The European Commission statement makes clear that the following arguments were most persuasive in its considerations:

  • the very small health impact of any ban, in terms of risk reduction,
  • weakness of assumptions made of the amount of cadmium released from washing brushes,
  • negligible contribution of cadmium from artists paints to the total amount added to agricultural land,
  • thus the almost immeasurably low impact of any ban, even over a very long period.

Although the ECHA was impressed by the considerable number of individual artists who submitted comments – thanks to a vigorous campaign by Michael Craine, of Spectrum Paints, Artists and Illustrators magazine, the art material suppliers Jackson’s, and others – that was supportive rather than decisive.

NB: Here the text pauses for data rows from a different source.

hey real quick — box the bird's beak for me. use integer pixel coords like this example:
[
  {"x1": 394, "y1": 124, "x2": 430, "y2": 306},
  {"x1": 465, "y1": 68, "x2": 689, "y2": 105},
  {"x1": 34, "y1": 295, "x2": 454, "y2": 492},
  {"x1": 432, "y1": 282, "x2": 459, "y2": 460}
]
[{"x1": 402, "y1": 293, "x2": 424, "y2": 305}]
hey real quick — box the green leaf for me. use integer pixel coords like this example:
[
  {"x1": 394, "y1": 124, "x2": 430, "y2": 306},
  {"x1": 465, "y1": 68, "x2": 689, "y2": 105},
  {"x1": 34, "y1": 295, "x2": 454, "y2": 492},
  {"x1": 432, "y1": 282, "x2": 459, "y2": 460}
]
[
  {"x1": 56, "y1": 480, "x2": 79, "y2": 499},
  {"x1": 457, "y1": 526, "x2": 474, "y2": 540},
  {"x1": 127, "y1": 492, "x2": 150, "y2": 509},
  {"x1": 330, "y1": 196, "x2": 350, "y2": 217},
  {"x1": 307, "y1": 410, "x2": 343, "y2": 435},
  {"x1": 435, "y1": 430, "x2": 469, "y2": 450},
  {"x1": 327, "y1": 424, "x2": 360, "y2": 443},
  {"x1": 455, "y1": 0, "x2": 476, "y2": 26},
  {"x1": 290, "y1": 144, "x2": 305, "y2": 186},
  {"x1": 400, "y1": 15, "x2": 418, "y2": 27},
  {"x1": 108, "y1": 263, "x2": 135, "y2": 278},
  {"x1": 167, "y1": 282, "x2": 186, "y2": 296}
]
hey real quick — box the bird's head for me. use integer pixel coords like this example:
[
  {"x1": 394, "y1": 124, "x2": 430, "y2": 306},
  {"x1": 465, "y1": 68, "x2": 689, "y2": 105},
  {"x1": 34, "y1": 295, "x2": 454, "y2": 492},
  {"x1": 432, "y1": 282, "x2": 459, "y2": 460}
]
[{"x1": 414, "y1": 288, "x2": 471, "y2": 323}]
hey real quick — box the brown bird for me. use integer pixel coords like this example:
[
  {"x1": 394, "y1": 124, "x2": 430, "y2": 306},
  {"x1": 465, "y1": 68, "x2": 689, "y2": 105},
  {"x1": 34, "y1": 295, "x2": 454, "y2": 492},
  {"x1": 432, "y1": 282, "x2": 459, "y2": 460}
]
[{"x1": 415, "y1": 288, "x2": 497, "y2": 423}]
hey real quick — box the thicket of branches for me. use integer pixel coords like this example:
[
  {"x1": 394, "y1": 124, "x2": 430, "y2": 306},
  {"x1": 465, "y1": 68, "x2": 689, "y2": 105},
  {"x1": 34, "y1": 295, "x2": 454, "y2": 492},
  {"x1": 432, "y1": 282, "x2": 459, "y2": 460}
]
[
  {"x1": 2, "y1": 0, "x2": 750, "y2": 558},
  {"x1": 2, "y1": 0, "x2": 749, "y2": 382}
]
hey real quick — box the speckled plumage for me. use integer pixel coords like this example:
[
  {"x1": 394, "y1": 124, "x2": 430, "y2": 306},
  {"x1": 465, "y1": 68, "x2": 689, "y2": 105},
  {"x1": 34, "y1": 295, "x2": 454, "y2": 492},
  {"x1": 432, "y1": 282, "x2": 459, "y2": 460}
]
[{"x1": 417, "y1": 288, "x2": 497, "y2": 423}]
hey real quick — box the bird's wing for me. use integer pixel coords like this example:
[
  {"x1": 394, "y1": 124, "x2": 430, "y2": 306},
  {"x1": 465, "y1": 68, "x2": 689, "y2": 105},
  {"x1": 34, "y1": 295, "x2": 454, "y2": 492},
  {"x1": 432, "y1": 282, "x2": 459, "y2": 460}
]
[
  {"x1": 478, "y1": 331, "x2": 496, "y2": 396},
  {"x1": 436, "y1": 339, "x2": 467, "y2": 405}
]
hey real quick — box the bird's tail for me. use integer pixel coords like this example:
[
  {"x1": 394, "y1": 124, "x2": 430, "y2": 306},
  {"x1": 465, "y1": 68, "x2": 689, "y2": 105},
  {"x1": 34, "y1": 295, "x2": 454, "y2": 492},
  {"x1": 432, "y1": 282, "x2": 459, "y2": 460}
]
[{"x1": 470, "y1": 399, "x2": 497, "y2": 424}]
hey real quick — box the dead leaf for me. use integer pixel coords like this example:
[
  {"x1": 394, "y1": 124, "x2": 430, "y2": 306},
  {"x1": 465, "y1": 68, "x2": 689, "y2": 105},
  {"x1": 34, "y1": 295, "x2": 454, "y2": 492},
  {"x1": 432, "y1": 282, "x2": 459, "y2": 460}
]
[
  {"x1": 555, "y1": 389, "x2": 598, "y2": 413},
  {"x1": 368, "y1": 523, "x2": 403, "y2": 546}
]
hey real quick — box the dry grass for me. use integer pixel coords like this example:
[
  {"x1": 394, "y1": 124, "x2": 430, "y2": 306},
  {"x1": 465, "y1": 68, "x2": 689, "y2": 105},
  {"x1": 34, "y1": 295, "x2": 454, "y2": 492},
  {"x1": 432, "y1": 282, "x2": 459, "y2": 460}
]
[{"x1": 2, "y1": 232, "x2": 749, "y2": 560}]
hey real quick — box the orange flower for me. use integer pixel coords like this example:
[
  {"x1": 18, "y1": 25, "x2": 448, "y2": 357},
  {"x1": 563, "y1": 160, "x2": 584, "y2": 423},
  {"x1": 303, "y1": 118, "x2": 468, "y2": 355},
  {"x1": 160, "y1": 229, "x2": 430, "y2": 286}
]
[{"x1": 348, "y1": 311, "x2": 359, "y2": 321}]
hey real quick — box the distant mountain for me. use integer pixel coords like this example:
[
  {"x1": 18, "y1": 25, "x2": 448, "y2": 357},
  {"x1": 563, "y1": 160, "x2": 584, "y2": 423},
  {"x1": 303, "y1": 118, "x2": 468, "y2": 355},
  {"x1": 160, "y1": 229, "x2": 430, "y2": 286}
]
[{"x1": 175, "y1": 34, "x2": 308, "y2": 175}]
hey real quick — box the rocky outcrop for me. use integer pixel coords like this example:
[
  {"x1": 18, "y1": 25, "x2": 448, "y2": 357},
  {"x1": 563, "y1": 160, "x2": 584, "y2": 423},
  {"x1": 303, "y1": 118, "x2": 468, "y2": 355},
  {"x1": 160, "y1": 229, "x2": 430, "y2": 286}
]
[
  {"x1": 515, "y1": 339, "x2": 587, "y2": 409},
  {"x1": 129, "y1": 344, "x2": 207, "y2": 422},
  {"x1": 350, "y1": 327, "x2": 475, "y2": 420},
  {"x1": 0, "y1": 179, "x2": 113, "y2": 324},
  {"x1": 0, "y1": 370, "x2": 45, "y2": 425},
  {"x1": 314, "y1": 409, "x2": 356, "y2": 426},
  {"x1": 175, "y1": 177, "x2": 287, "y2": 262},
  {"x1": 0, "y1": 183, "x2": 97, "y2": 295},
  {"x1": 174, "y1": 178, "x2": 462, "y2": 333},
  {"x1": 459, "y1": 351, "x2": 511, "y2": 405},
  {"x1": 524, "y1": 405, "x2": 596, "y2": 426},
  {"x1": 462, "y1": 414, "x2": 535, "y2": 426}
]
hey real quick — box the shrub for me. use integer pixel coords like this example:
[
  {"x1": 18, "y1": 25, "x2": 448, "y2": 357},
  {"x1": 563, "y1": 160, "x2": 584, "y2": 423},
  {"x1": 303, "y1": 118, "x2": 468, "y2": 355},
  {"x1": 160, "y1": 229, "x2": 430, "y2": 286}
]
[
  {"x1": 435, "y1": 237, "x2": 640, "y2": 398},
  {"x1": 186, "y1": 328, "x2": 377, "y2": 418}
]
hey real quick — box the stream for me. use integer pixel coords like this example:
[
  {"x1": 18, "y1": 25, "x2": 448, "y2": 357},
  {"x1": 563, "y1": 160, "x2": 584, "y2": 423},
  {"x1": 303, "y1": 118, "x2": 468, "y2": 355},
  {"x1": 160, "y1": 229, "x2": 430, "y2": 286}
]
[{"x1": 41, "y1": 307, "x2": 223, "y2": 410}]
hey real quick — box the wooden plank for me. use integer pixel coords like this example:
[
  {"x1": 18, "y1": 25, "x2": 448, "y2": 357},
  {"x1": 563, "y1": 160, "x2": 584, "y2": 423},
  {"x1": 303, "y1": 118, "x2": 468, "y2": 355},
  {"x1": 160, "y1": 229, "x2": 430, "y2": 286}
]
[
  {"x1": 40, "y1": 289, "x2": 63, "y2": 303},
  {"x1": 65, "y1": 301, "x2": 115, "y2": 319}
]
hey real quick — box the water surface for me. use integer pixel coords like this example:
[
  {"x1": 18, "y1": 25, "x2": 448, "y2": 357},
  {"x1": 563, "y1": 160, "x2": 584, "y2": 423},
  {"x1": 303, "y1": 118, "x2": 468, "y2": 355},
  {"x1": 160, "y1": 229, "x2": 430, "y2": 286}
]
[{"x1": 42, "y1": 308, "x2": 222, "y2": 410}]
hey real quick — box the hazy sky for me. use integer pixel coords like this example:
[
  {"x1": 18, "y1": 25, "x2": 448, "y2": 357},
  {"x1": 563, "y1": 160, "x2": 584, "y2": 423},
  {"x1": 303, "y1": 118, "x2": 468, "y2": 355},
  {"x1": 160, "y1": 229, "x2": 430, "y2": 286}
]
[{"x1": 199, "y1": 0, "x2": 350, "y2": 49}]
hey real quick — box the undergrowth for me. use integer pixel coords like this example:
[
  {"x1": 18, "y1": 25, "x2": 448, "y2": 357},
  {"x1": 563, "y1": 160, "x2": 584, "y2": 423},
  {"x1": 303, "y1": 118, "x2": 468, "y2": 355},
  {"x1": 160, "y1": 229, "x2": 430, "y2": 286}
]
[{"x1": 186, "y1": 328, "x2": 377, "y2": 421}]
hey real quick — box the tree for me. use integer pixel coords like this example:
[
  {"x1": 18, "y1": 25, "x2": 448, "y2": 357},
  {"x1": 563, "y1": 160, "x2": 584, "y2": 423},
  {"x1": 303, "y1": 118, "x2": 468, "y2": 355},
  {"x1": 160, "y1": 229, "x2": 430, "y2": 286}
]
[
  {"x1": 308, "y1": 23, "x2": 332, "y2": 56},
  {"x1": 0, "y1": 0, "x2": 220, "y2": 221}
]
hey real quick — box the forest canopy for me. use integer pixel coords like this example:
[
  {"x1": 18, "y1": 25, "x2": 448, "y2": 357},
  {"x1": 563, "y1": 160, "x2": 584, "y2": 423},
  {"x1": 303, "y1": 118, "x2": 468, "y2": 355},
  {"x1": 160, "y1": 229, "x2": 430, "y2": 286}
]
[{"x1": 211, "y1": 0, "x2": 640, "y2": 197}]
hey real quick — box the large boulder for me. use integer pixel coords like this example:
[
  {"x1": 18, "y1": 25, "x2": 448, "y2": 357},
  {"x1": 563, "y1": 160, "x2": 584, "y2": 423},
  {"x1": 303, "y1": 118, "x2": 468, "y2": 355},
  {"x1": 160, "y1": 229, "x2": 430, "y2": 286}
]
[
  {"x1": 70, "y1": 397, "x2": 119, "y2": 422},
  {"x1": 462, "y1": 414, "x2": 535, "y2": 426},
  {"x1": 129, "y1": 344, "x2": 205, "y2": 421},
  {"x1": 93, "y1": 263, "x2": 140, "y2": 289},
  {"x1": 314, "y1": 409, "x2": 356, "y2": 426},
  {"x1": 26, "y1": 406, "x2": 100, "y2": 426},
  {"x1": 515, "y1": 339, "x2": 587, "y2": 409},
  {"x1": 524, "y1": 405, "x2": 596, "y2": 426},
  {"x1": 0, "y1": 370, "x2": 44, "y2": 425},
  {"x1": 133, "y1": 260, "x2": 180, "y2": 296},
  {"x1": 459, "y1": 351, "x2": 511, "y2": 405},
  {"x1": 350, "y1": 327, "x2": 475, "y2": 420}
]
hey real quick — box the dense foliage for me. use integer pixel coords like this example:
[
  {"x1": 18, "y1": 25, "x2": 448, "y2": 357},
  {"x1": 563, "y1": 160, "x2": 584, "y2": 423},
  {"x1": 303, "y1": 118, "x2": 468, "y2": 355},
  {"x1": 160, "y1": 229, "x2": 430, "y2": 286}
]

The decisive submissions were those made by the International Cadmium Association, in conjunction with CEPE, the European Council of the Paint, Printing Ink and Artists’ Colours Industry, and one or two others (I hope including my own paper, which considered the arguments which proved persuasive). Without their submissions, we might well now have been stockpiling paint in anticipation of an EU-wide ban coming into force in 2017 or so.

Where we go

All those involved in defending this case are aware that this is not the last time that such a proposal will be made. Additional studies will be undertaken on cadmium, and in a couple of years, another dossier may be submitted to ECHA to restart the process of their restriction. We are also aware that other metals and substances used in painting and art more generally are likely to be targets of future proposals.

Thankfully the trade organisations are well-organised, and employ staff who keep tabs on such matters. They have been good friends to artists, and will continue to be. We should all thank Michael Craine, Jackson’s, Golden Artist Colors, and the others who rose to the occasion.

However, I think this only emphasises the importance of planning for the future. If we all sit back, breathe a sigh of relief, and get back to our painting, the next challenge will come as another shock. And its outcome may not be as favourable.

Please use this ‘success’ to question our clubs, academies and organisations, colleges and universities, as to what they are doing to be seen to be more environmentally responsible, and to safeguard the future of our pigments and materials.